Document 12C: Reverend Francis L. Cardozo to Samuel Hunt, 1865, Ellen Lawson and Marlene D. Merrill Papers, Record Group 30/157, Box 1, Oberlin College Archives (Photocopies of Original Letters in American Missionary Association Records).

[to Samuel Hunt, late 1865]

        I have been anxious to write you for sometime on another important subject, at least important to me personally. Mrs. Wall and Miss Alexander informed me when they came down here, that you had told them I wrote you requesting you not to send me any colored teachers. They naturally felt much hurt.

        I am sure you are mistaken in saying I ever requested such a thing. My request was that I should have all Northern Teachers. It was and still is perfectly indifferent to me whether they are white or colored, all I ask is that they be competent for their work, and when I made the request I did so because Northern Teachers are more competent than Southern ones.

        I hope therefore you will do me the justice to send me a written correction of this mistake that I may show these ladies; for if such a report were to be circulated in the city it would hurt my influence very much.

        I am sure you would not willingly do me the injustice of supposing me guilty of such unchristian conduct as requesting competent persons to be denied positions on account of their color.

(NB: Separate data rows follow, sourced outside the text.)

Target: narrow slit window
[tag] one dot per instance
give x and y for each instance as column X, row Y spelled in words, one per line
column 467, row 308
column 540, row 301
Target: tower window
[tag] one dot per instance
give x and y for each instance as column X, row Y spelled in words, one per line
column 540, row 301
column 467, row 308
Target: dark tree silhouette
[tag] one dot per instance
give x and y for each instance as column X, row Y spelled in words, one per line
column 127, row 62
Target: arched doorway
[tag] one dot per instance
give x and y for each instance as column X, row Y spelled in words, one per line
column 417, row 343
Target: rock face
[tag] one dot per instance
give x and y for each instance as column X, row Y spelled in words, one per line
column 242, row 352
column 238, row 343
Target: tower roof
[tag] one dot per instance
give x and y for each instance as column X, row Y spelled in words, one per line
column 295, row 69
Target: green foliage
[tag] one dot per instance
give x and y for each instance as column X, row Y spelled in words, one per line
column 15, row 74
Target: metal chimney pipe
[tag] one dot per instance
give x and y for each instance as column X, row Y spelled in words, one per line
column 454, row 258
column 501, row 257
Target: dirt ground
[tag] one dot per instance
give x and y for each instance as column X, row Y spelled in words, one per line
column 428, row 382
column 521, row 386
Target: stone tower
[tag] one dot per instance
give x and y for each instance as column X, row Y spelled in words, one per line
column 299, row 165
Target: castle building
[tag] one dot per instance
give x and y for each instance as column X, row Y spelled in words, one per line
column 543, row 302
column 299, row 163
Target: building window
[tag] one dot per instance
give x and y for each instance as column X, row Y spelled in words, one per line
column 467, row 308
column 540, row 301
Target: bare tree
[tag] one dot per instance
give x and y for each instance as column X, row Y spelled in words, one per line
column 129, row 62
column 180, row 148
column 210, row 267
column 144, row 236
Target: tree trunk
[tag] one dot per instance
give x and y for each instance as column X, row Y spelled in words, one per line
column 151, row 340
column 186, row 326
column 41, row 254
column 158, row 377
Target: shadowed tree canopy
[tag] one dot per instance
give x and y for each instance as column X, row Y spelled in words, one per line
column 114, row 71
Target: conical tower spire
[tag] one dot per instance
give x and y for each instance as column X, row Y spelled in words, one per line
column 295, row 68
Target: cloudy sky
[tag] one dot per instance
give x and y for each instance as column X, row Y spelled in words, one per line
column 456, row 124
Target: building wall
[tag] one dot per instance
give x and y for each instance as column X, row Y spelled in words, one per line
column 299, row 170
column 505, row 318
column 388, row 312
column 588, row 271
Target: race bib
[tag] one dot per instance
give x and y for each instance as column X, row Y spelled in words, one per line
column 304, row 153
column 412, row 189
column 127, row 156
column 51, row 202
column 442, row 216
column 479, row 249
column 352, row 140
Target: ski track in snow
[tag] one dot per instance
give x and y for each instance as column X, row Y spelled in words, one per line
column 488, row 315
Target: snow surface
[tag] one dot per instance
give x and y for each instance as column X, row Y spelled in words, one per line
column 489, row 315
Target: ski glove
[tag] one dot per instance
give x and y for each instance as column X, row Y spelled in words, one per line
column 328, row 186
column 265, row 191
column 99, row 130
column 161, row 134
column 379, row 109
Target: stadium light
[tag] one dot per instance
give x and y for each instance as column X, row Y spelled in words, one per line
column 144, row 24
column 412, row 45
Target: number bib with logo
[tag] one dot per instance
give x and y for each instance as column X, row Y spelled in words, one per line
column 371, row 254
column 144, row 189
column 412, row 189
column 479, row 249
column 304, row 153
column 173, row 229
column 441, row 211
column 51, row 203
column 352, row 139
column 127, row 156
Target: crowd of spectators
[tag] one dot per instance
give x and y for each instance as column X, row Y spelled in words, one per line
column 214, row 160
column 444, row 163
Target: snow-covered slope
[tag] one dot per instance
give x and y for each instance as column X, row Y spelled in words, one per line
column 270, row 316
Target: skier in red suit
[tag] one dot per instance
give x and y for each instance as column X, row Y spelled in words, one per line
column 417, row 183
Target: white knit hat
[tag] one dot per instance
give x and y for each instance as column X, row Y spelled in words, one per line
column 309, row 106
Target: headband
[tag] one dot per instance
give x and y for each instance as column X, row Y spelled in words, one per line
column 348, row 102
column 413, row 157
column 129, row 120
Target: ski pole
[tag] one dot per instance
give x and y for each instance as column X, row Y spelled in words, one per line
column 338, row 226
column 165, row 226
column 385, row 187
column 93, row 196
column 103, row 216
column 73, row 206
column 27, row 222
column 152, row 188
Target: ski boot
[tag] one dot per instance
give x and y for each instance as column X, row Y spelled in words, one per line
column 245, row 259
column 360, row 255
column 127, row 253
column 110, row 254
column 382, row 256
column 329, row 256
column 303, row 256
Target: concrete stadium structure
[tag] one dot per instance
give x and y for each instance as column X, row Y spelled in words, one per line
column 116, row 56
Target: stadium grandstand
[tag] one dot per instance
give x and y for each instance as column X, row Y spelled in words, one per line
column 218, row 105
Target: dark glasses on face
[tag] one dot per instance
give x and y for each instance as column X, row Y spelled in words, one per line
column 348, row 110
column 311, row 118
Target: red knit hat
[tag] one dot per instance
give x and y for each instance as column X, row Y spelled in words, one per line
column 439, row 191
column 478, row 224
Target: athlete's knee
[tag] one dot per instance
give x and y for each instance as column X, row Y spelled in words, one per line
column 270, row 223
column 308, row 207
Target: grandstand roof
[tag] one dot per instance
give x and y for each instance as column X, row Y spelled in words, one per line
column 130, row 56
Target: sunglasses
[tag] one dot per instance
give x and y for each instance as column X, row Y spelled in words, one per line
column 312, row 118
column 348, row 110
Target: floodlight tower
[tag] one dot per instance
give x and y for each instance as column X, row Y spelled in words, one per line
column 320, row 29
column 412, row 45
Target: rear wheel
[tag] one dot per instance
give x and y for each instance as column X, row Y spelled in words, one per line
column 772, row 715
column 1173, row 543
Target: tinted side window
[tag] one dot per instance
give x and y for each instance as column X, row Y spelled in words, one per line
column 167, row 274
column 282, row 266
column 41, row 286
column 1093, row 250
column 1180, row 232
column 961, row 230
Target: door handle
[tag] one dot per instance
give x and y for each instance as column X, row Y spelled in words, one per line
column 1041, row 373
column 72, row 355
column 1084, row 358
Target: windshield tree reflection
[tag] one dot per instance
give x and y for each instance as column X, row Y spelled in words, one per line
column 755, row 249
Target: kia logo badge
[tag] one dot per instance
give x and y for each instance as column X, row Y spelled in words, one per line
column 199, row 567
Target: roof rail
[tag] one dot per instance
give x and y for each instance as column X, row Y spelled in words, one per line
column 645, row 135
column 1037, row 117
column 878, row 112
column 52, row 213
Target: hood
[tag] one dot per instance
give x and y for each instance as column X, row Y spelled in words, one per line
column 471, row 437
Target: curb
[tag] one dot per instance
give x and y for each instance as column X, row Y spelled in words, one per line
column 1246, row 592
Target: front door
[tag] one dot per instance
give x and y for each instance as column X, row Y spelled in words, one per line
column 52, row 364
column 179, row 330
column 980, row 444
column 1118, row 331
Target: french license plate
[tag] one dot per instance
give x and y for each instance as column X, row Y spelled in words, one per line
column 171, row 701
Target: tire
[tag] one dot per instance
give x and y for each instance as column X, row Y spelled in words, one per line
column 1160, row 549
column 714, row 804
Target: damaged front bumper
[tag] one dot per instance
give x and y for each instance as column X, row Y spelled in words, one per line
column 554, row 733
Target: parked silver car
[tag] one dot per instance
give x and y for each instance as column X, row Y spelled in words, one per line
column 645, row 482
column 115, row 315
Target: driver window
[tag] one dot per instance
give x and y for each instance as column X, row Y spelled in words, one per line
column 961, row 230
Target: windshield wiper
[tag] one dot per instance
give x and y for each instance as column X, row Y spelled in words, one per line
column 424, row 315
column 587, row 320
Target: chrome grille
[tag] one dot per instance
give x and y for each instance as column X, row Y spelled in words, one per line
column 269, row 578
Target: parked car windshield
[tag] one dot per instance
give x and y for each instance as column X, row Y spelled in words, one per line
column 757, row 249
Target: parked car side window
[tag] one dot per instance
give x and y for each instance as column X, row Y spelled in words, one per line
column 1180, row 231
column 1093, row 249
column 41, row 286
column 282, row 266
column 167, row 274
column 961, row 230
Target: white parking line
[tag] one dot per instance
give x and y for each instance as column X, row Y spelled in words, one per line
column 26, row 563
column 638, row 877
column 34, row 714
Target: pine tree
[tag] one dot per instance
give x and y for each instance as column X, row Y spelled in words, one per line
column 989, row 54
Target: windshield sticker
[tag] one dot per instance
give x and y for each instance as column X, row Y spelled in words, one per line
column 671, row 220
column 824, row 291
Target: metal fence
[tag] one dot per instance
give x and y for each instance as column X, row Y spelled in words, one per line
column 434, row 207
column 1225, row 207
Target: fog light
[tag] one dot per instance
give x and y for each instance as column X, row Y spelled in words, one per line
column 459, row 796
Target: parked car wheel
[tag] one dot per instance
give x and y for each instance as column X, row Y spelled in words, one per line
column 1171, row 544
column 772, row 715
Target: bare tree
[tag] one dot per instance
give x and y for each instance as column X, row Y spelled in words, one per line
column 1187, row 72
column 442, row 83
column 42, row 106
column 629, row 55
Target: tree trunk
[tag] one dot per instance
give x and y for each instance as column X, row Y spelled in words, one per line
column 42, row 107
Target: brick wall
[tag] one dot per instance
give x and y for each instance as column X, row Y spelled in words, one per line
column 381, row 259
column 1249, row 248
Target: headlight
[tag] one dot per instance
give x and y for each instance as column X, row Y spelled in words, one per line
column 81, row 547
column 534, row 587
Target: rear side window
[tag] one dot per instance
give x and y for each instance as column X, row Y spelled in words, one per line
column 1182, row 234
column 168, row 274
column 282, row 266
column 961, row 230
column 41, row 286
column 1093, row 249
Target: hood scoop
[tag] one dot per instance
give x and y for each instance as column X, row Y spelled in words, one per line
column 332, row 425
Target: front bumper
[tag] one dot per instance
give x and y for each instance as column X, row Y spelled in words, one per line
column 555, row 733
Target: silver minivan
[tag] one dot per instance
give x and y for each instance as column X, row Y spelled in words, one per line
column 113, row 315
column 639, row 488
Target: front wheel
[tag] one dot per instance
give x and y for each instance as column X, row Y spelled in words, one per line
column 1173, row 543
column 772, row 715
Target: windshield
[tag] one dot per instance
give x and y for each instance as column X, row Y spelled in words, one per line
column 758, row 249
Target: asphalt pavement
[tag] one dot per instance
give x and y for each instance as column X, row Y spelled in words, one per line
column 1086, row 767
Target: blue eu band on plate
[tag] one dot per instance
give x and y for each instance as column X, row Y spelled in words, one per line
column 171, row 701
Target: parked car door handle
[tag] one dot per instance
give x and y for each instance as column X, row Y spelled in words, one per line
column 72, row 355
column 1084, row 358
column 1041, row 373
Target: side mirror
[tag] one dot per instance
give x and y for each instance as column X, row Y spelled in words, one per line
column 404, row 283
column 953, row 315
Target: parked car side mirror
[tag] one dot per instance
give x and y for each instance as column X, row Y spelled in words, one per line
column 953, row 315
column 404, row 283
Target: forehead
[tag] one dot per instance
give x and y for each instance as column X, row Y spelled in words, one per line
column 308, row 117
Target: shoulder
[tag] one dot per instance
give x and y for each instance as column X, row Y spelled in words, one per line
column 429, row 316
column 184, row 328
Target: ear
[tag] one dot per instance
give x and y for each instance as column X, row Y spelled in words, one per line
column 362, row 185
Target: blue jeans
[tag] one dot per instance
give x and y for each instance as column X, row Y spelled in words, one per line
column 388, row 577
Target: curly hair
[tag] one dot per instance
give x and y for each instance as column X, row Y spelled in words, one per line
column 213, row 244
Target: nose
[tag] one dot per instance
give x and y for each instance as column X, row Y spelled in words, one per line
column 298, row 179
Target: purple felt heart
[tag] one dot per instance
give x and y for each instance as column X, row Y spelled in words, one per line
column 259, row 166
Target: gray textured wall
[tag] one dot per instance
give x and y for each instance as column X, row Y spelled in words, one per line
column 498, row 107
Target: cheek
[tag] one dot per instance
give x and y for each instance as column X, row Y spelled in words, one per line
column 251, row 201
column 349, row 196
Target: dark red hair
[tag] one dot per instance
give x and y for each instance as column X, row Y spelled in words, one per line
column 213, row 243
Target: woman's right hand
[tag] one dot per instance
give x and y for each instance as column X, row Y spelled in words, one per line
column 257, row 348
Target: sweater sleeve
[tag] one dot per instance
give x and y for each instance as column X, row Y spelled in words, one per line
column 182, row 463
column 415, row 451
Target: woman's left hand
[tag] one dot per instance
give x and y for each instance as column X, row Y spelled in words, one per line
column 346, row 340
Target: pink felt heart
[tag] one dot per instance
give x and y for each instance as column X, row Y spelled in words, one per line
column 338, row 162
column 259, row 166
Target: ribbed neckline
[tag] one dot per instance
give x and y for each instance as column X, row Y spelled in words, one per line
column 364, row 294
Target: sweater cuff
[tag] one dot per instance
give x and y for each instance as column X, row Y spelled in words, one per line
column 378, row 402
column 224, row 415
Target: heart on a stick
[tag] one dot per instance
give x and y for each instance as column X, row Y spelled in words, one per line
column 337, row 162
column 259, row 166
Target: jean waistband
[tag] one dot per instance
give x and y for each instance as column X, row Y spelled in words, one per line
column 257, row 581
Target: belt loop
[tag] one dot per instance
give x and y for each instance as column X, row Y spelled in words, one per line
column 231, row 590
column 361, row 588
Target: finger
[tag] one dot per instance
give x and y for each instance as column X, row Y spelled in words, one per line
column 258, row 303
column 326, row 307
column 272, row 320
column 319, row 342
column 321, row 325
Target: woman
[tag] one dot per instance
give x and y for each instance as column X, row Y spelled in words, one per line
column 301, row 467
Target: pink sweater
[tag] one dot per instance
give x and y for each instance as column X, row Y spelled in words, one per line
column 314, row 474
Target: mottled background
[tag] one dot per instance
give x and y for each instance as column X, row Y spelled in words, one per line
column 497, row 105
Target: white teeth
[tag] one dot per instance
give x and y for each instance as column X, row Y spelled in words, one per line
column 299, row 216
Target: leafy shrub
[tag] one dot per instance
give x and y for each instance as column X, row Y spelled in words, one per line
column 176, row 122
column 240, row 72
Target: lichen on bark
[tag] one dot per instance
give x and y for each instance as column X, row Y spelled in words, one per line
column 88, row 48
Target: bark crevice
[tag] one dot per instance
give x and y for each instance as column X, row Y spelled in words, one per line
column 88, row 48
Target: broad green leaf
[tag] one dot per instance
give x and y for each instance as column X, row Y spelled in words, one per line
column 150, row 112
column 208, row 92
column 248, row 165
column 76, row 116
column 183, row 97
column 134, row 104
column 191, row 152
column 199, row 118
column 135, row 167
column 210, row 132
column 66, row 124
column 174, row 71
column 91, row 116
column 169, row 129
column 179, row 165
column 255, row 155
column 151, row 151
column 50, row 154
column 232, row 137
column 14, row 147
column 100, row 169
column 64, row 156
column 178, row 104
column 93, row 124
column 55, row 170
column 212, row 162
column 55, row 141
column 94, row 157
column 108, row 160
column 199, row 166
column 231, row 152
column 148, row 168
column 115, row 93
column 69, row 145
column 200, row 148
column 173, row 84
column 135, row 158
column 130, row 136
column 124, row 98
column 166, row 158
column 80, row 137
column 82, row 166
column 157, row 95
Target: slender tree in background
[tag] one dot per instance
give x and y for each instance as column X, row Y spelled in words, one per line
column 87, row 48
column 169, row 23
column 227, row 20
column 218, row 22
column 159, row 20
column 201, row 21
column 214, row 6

        And indeed such conduct would be especially foolish and suicidal on my part.

yours truly,

[signed] F.L. Cardozo[A]



A. Rev. Francis L. Cardozo (1837-1903) was born in Charleston, South Carolina, to a white father and a non-white mother. He was educated in New England and in Scotland. In 1865 he founded the Avery Institute of Charleston, the first secondary school for African-American children; he played a key role in Reconstruction politics in South Carolina.